Bundesbeauftragte für den Datenschutz und die Informationsfreiheit (BfDI) legt Tätigkeitsbericht zur Informationsfreiheit für die Jahre 2016 und 2017 vor – Was CDU und Grüne in Hessen daraus lernen können

 

Andrea Voßhoff erklärte bei der Vorlage ihres Tätigkeitsberichts, dass die erneute Steigerung der IFG-Anträge deutlich zeige, dass das Recht auf Informationszugang inzwischen zum „Werkzeugkoffer“ mündiger Bürger*innen in einer auf Offenheit, Diskurs und Partizipation angelegten Gesellschaft geworden ist. Der Staat sei nicht länger die unzugängliche Trutzburg, in der Verwaltungsinformationen „hinter Schloss und Riegel“ versteckt bleiben.

Und Hessen?

Hessen hat zwar seit 25.05.2018 ebenfalls ein Informationsfreiheitsgesetz, das Hessische Datenschutz- und Informationsfreiheitsgesetz (HDSIG). Wird in § 80 Abs. HDISG noch postuliert “Jeder hat (…) gegenüber öffentlichen Stellen Anspruch auf Zugang zu amtlichen Informationen”, werden unmittelbar danach in den §§ 81 – 84 HDISG eine Vielzahl von Ausnahmeregelungen postuliert.

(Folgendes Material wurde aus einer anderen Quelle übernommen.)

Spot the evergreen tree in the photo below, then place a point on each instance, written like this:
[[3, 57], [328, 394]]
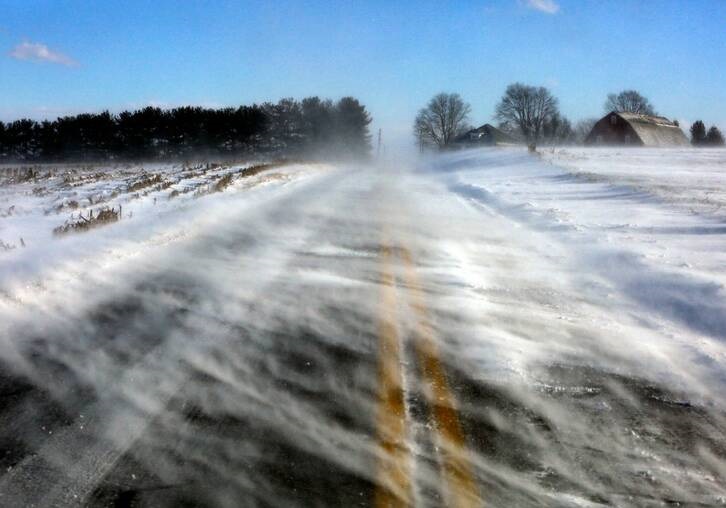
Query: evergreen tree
[[714, 137], [290, 127]]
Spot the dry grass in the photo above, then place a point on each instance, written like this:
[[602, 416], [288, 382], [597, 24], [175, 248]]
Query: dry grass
[[73, 225], [143, 182], [223, 182]]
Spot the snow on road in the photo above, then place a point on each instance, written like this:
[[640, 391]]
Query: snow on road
[[225, 346]]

Danach besteht u. a. kein Auskunftsanspruch gegenüber

  • Polizei und Verfassungsschutz;
  • Behörden und anderen öffentlichen Stellen der Gemeinden und Landkreise, wenn sie sich nicht per Satzung ausdrücklich dazu selbst verpflichten;
  • Schulen und Hochschulen, wenn es um Forschung, Lehre, Prüfungen und Benotungen geht und
  • den Industrie- und Handelskammern.

Die Forderung von Frau Voßhoff, dass der Staat nicht länger die unzugängliche Trutzburg sein dürfe, in der Verwaltungsinformationen „hinter Schloss und Riegel“ versteckt bleiben – in Hessen wird diese Forderung weiter missachtet. Weiterlesen »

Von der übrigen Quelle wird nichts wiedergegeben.